Total conversion of Shogun 2 Total War Fall of the Samurai
It is the year 1857. On March 31, 1854, the Convention of Kanagawa was the first treaty between the United States of America, and the Empire of Japan, then under the administration of the Tokugawa Shogunate. Signed under threat of force, it effectively meant the end of Japan’s 220-year-old policy of national seclusion (sakoku), by opening the ports of Shimoda and Hakodate to American vessels. It also ensured the safety of American castaways and established the position of an American consul in Japan. The treaty also precipitated the signing of similar treaties establishing diplomatic relations with other western powers. In the short-term, both sides were satisfied with the agreement. Perry has achieved his primary objective of breaking Japan’s sakoku policy and setting the grounds for protection of American citizens and an eventual commercial agreement. The Tokugawa shogunate could point out that the treaty was not actually signed by the Shogun, or indeed any of his rōjū, and by the agreement made, had at least temporarily averted the possibility of immediate military confrontation.

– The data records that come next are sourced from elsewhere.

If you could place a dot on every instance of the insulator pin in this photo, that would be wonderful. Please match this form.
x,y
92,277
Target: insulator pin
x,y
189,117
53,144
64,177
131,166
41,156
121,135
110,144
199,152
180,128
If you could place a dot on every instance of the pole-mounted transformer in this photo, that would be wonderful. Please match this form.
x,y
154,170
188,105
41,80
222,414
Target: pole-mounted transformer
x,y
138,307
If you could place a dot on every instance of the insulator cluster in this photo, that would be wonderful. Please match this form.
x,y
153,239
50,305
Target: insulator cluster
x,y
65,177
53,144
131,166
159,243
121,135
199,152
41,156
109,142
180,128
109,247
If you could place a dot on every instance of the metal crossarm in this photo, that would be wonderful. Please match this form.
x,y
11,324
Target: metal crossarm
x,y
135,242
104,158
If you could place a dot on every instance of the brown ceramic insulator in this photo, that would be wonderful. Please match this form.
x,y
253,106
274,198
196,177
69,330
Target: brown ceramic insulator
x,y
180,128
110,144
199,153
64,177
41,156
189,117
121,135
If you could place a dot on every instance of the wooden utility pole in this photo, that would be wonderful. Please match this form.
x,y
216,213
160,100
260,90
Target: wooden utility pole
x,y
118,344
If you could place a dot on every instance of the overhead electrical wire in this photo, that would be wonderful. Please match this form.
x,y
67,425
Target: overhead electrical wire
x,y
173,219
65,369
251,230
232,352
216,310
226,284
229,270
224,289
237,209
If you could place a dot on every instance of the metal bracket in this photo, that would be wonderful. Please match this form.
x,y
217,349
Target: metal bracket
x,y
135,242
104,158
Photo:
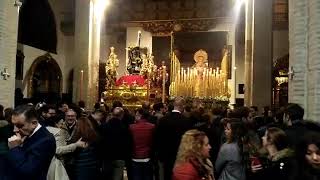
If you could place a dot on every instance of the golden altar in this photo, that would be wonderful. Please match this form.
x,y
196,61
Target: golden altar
x,y
142,82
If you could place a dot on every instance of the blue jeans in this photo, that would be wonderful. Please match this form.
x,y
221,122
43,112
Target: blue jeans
x,y
113,170
142,170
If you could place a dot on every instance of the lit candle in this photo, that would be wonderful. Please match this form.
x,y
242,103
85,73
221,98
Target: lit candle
x,y
81,83
138,39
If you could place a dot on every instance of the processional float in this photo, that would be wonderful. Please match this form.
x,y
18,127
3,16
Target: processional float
x,y
143,80
200,81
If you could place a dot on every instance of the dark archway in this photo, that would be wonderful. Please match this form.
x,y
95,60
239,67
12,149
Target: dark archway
x,y
37,25
45,80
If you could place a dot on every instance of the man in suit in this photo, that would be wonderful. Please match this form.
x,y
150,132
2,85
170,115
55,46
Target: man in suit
x,y
168,136
31,149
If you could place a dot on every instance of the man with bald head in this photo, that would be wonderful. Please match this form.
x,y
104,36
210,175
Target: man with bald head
x,y
168,135
116,143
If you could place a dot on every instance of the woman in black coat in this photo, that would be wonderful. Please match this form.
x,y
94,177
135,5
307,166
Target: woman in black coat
x,y
84,163
280,163
308,155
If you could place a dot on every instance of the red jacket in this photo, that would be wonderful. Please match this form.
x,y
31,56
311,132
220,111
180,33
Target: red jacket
x,y
142,133
185,171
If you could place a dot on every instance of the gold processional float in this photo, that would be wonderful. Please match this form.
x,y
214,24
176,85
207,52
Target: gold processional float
x,y
200,81
144,81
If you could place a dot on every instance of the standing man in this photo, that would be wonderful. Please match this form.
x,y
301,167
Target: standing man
x,y
31,149
142,135
168,136
70,121
116,145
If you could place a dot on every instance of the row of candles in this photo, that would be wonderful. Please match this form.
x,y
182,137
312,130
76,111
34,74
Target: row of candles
x,y
199,82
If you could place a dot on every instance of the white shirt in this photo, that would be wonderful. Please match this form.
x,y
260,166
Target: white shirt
x,y
176,111
36,129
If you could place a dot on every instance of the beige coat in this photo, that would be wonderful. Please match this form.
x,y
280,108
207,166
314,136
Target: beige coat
x,y
56,170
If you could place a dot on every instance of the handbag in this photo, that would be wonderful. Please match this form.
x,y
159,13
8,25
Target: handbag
x,y
57,170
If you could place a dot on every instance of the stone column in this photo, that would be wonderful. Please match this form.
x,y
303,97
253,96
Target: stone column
x,y
8,47
87,52
313,77
304,35
248,53
258,61
298,42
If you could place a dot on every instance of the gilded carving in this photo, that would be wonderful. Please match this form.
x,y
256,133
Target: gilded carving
x,y
160,28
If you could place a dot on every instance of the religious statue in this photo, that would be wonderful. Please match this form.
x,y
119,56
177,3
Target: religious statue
x,y
135,60
111,69
201,59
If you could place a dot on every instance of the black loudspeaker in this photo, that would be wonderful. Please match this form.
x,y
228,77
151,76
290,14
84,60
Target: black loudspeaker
x,y
240,88
239,102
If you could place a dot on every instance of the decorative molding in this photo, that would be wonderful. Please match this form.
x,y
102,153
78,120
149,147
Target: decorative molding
x,y
164,28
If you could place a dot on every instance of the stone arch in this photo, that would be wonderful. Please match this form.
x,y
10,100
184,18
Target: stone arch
x,y
45,81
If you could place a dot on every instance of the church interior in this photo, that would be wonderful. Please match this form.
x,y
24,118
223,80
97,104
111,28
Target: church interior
x,y
235,51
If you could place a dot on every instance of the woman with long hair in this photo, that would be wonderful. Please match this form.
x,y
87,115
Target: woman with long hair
x,y
281,162
56,169
192,161
230,163
85,161
308,155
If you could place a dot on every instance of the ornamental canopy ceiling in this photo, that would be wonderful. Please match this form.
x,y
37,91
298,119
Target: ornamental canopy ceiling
x,y
146,10
161,17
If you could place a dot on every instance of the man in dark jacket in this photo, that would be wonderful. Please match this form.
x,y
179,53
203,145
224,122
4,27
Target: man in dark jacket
x,y
168,136
295,127
116,144
31,149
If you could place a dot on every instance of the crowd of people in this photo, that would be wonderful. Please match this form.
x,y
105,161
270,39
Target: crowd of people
x,y
178,141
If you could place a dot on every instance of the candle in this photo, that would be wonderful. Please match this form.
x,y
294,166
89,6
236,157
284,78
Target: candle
x,y
81,83
138,39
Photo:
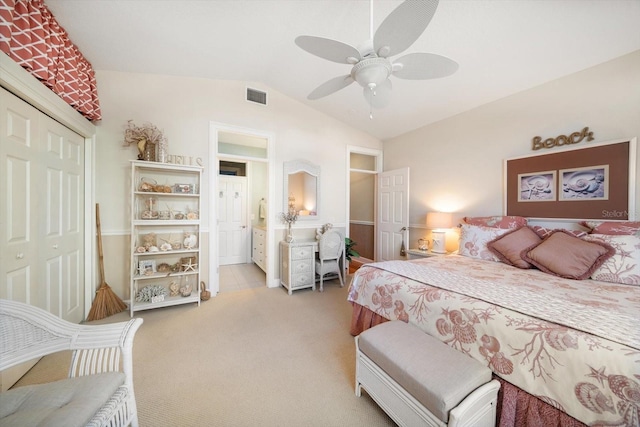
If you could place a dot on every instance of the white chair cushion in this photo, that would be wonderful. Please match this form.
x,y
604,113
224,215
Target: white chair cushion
x,y
65,403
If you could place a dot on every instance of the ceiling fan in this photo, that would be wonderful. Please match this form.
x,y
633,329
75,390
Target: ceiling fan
x,y
371,66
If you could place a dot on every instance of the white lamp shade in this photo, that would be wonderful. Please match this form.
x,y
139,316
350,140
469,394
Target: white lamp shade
x,y
438,220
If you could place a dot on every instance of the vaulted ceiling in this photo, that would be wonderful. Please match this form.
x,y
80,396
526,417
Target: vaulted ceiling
x,y
502,47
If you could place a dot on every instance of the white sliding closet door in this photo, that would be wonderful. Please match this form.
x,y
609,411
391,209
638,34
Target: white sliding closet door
x,y
42,213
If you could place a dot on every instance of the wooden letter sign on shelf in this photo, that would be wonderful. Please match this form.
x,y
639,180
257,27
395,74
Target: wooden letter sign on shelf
x,y
560,140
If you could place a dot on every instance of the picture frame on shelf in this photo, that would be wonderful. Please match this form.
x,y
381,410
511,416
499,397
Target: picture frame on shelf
x,y
188,263
147,267
183,188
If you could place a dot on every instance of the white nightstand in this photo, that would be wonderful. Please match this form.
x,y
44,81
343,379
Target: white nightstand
x,y
417,253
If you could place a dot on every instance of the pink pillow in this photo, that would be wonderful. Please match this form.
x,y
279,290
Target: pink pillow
x,y
613,227
624,266
564,255
509,246
496,221
546,232
474,239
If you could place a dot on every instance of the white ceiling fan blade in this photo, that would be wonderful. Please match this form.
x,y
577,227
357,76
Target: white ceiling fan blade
x,y
423,66
379,97
332,50
331,86
403,27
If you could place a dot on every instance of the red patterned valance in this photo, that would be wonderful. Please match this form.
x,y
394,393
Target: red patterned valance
x,y
32,37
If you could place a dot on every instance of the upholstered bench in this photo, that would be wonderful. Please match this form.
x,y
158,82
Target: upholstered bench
x,y
418,380
99,389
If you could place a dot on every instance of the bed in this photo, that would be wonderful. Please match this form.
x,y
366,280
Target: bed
x,y
566,351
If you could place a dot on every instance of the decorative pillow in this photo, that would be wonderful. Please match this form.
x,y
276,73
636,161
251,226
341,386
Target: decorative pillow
x,y
546,232
509,246
624,266
613,227
496,221
564,255
474,239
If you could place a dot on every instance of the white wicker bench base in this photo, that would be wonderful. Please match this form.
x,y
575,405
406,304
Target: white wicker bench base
x,y
477,409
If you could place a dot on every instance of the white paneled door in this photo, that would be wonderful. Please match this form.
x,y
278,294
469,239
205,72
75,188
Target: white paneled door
x,y
392,220
232,219
42,214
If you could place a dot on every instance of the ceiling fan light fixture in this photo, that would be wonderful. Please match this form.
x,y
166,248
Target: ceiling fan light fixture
x,y
371,71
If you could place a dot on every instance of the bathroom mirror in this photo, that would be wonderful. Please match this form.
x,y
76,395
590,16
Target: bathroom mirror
x,y
302,188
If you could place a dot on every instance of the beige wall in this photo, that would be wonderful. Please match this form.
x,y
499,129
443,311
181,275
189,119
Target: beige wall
x,y
457,164
184,109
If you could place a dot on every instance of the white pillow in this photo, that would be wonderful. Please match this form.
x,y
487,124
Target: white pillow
x,y
474,239
624,266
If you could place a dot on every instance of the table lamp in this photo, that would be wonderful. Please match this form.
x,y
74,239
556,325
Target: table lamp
x,y
438,223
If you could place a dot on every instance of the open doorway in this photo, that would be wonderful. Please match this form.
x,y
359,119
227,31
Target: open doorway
x,y
240,191
363,167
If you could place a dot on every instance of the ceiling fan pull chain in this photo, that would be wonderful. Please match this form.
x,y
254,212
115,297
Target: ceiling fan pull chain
x,y
371,20
371,103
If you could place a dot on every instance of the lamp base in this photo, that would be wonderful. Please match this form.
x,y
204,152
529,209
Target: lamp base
x,y
439,242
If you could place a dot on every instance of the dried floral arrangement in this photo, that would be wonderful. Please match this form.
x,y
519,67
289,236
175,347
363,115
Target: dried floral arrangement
x,y
288,218
142,135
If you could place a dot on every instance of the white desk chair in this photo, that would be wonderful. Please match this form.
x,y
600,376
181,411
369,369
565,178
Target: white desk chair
x,y
330,248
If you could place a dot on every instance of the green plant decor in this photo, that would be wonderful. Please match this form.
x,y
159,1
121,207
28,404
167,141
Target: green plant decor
x,y
348,249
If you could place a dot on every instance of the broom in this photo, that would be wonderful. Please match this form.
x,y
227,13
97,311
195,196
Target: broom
x,y
106,303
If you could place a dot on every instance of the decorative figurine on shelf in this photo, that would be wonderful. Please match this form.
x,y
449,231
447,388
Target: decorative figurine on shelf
x,y
186,287
174,289
190,240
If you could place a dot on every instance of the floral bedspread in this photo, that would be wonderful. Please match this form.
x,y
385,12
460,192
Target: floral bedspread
x,y
575,344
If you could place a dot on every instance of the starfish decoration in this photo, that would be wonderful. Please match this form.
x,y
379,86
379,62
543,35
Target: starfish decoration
x,y
189,266
598,374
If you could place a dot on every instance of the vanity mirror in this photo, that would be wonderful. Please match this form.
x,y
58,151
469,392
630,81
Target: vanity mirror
x,y
302,188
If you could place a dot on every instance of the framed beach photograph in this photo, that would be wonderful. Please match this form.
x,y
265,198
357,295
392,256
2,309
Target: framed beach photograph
x,y
595,181
147,267
585,183
537,186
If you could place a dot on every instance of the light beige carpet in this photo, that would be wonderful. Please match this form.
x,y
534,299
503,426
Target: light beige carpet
x,y
255,357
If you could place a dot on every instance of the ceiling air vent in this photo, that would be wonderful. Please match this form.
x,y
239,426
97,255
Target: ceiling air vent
x,y
256,96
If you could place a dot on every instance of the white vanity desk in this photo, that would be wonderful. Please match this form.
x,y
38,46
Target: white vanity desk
x,y
298,265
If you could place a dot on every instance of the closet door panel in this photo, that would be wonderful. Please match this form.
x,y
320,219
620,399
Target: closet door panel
x,y
19,124
63,222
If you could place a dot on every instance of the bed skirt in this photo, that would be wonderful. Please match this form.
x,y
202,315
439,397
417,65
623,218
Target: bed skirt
x,y
515,406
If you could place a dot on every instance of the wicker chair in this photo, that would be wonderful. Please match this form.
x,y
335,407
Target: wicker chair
x,y
330,250
99,387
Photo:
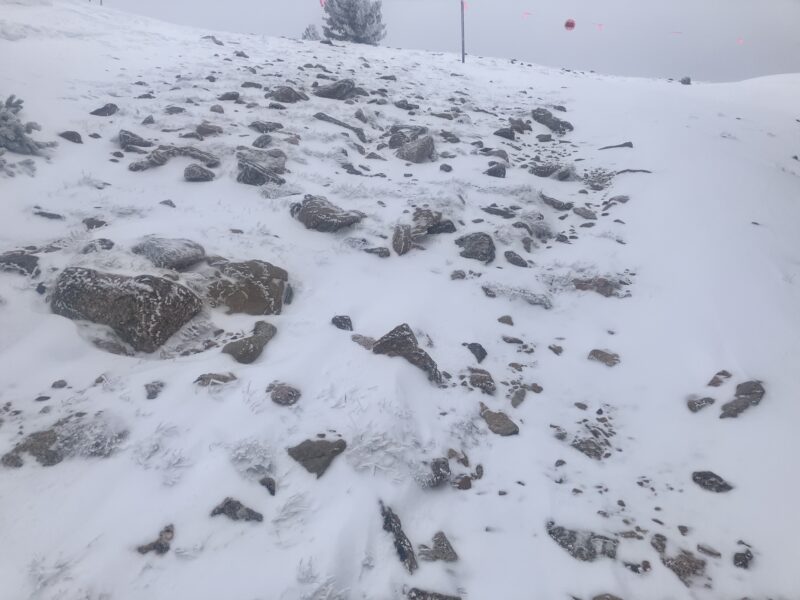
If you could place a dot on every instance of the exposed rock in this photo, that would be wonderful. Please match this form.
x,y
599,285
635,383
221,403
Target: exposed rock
x,y
197,173
418,594
478,351
153,389
498,422
145,311
749,393
554,124
105,111
161,155
401,341
127,138
515,259
236,511
708,480
319,214
71,136
581,544
287,95
609,359
166,253
357,130
697,404
402,241
342,322
441,549
20,262
214,379
496,170
405,551
161,545
317,455
247,350
283,394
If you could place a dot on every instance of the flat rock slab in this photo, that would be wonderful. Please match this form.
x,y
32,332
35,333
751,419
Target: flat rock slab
x,y
317,455
319,214
169,253
145,311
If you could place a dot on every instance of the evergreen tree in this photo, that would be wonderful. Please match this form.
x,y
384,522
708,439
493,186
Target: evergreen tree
x,y
358,21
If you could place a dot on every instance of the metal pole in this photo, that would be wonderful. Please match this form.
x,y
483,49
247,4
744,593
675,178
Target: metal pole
x,y
463,47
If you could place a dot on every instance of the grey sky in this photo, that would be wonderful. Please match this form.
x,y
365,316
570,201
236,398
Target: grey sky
x,y
717,40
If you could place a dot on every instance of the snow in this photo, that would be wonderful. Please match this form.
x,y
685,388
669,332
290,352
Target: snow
x,y
711,290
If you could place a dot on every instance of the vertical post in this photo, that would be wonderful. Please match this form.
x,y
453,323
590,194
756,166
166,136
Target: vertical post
x,y
463,47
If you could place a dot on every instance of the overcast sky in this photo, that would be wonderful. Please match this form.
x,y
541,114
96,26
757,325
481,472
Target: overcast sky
x,y
717,40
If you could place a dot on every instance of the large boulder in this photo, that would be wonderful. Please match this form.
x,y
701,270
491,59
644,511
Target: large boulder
x,y
402,342
319,214
170,253
418,151
145,311
253,287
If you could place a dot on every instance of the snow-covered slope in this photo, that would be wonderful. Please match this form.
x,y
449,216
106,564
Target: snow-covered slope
x,y
598,489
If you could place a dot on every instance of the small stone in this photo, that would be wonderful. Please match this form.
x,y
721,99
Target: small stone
x,y
342,322
236,511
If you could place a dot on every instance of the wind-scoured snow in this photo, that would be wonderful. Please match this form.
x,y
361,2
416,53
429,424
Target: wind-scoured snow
x,y
549,434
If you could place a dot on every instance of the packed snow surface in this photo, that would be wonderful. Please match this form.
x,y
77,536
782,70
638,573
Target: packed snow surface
x,y
555,419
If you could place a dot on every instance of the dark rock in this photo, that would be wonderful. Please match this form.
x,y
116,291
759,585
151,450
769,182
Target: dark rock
x,y
554,124
71,136
749,393
166,253
478,246
283,394
97,246
263,141
609,359
402,342
515,259
265,126
405,551
441,550
708,480
418,594
357,130
507,133
145,311
478,351
496,170
498,422
247,350
105,111
342,322
339,90
601,285
236,511
161,545
317,455
418,151
214,379
252,287
317,213
697,404
402,241
581,544
197,173
20,262
287,95
127,138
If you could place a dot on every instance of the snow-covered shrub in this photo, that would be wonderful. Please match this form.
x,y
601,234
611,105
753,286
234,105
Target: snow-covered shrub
x,y
359,21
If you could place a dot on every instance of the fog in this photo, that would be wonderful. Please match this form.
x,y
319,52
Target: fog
x,y
714,40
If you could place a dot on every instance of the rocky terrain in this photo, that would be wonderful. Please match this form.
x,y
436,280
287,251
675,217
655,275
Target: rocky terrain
x,y
293,320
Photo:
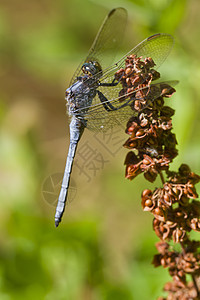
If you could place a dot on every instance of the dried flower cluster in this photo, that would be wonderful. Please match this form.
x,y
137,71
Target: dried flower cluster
x,y
175,210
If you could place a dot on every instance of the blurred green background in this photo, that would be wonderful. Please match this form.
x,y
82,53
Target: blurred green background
x,y
104,246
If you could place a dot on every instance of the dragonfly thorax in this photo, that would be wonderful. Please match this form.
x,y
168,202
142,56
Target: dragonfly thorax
x,y
92,68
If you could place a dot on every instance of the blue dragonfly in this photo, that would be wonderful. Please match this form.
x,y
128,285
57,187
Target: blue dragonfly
x,y
93,100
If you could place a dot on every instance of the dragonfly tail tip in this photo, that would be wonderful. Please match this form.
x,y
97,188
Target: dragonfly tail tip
x,y
56,223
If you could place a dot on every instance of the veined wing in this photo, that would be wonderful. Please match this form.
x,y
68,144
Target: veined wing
x,y
157,47
100,119
107,41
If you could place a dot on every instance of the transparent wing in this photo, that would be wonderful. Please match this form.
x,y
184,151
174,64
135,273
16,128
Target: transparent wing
x,y
107,41
157,47
100,119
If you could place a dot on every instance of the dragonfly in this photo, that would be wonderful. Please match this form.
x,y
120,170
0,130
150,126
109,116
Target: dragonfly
x,y
93,100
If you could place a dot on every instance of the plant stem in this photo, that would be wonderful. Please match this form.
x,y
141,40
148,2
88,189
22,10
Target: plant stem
x,y
162,177
196,286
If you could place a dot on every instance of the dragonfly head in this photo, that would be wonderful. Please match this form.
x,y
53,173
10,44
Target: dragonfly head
x,y
92,68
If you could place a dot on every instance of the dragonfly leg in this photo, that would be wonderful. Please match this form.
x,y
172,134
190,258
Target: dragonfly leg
x,y
107,105
113,83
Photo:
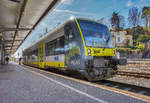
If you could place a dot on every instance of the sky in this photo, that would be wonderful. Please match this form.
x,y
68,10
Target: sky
x,y
91,9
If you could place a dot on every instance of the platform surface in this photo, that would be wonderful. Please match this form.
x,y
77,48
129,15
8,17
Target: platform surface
x,y
19,84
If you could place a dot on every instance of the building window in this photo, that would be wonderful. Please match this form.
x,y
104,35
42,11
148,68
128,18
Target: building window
x,y
118,39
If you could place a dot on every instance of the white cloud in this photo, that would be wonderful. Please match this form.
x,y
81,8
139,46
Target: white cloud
x,y
67,2
129,4
73,12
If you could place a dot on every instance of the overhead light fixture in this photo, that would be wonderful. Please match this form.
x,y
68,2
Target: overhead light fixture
x,y
15,1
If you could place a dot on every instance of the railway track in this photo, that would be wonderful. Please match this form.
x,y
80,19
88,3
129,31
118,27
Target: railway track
x,y
127,87
108,83
134,74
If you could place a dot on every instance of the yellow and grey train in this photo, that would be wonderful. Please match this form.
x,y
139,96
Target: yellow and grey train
x,y
79,45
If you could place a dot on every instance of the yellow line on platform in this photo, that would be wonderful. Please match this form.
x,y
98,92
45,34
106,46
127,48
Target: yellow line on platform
x,y
127,93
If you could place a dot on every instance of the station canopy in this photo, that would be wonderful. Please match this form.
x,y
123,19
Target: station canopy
x,y
19,17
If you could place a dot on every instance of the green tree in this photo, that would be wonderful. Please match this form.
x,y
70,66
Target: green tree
x,y
146,15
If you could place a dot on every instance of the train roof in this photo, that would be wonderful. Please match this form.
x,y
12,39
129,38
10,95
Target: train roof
x,y
56,29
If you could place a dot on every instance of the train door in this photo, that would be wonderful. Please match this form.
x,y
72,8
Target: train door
x,y
41,54
68,43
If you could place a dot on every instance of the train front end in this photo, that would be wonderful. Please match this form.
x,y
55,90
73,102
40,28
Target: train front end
x,y
100,58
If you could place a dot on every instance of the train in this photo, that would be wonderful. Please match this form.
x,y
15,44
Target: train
x,y
79,45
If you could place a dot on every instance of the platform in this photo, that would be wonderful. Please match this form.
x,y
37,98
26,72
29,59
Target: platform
x,y
19,84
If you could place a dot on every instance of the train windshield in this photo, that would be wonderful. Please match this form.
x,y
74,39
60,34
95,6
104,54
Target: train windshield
x,y
95,34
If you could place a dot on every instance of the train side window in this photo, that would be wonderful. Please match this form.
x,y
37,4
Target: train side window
x,y
60,46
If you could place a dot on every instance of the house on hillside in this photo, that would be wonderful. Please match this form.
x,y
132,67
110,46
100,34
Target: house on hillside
x,y
121,38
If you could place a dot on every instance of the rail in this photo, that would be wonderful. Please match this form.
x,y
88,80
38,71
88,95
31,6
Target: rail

Externally, the treaty led to the United States-Japan Treaty of Kanagawa, the "Harris Treaty" of 1858, which allowed the establishment of foreign concessions, extraterritoriality for foreigners, and minimal import taxes for foreign goods. The Japanese chafed under the "unequal treaty system" which characterized Asian and western relations during this period. The Kanagawa treaty was also followed by similar agreements with the United Kingdom (Anglo-Japanese Friendship Treaty, October 1854), the Russians (Treaty of Shimoda, 7 February 1855), and the French (Treaty of Amity and Commerce between France and Japan, 9 October 1858). Internally, the treaty had far-reaching consequences. Decisions to suspend previous restrictions on military activities led to re-armament by many domains and further weakened the position of the Shogun. Debate over foreign policy and popular outrage over perceived appeasement to the foreign powers was a catalyst for the sonnō jōi movement and a shift in political power from Edo back to the Imperial Court in Kyoto. The opposition of Emperor Kōmei to the treaties further lent support to the tōbaku (overthrow the Shogunate) movement, and eventually to the Meiji restoration.